La deuxième partie du rapport est entièrement consacrée aux propositions concernant la réforme globale du régime CAT-NAT. D'emblée, le groupe de travail souhaite que cette réforme ne bouleverse pas l'équilibre général d'un régime qui a "largement fait ses preuves". Mais il estime que la procédure de reconnaissance de l'état de catastrophe naturelle doit être "plus transparente". "Les critères et seuils élaborés par la commission interministérielle doivent faire l'objet d'une traduction normative et d'une présentation accessible aux salariés, avancent-ils. Cette traduction permettrait également une meilleure anticipation des assureurs s'agissant de la charge de sinistralité à indemniser. Elle pourrait aussi conduire au développement d'une offre complémentaire de couverture pour les sinistres situés en deçà des seuils applicables dans le cadre du régime CAT-NAT."
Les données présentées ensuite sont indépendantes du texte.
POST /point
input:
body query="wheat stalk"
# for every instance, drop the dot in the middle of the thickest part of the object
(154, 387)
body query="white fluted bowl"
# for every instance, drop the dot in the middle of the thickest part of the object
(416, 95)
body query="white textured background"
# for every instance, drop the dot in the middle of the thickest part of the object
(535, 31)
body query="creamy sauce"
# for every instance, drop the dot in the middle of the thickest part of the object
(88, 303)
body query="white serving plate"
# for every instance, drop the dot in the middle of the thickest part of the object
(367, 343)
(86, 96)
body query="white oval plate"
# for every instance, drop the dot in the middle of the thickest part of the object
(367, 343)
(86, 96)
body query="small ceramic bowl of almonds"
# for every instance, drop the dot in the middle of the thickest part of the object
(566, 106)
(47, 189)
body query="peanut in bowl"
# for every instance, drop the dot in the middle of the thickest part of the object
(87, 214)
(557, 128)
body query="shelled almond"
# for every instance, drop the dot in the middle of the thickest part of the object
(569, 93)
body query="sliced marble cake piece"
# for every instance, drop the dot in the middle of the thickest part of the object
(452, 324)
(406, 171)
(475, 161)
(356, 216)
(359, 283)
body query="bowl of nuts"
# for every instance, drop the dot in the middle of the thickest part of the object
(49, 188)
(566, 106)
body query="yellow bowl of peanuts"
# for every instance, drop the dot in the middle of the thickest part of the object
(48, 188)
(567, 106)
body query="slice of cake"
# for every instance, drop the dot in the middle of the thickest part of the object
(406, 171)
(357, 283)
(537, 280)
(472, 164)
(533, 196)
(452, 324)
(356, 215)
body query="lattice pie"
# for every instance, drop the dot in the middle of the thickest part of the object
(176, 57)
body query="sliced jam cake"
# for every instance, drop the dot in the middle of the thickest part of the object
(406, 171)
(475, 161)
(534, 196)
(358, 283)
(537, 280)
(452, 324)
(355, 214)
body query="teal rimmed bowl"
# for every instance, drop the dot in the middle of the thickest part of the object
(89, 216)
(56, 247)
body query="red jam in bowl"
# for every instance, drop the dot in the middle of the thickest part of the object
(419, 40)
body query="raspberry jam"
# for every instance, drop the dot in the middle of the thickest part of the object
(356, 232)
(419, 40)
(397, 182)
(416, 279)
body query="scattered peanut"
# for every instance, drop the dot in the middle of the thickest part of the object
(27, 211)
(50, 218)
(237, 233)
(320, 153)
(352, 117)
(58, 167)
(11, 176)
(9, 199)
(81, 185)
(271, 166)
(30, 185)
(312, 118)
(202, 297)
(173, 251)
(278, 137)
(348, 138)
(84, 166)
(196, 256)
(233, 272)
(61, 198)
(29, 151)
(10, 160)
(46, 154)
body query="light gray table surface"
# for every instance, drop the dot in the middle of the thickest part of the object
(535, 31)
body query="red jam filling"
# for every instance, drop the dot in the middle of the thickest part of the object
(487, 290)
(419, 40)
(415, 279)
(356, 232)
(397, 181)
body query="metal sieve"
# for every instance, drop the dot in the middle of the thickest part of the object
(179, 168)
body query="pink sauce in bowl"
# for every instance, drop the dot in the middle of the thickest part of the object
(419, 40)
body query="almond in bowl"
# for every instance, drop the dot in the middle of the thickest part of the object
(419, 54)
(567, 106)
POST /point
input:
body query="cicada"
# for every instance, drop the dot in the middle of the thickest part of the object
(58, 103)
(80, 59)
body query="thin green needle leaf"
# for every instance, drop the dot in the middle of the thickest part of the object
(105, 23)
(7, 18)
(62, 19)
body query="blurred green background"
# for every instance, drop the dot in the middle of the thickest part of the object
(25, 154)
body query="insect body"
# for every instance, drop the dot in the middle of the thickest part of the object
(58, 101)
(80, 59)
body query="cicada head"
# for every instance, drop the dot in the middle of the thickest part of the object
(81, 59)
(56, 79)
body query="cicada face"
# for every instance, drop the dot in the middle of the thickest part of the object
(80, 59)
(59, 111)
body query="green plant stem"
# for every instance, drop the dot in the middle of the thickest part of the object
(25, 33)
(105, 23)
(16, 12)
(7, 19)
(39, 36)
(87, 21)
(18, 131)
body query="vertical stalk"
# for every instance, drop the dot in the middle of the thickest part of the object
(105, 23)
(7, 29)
Les sénateurs ne souhaitent pas que l'arrêté interministériel soit supprimé car pour eux, l'absence d'intermédiation des pouvoirs publics serait susceptible de fragiliser la position des assurés face aux assureurs. Par contre, ils proposent de renforcer la proximité du circuit de décision présidant à la déclaration de l'état de catastrophe naturelle en décentralisant cette décision "à l'échelon local pertinent". "Assureurs et assurés seraient présents lors de l'examen des demandes et la cohérence de l'application des critères et des seuils serait garantie par un mécanisme d'appel devant la commission interministérielle, qui intervient au niveau national", détaillent-ils. Les sénateurs jugent en outre nécessaire d'accélérer le rythme de prescription et d'approbation des plans de prévention des risques naturels majeurs qui doivent comporter des dispositions concrètes de prévention et être conçus "à un niveau adapté à la réalité de l'exposition au risque". Enfin, ils estiment indispensable de rationaliser et de mettre en cohérence les missions du Fonds de prévention des risques naturels majeurs dont les dépenses ont fortement augmenté ces dernières années.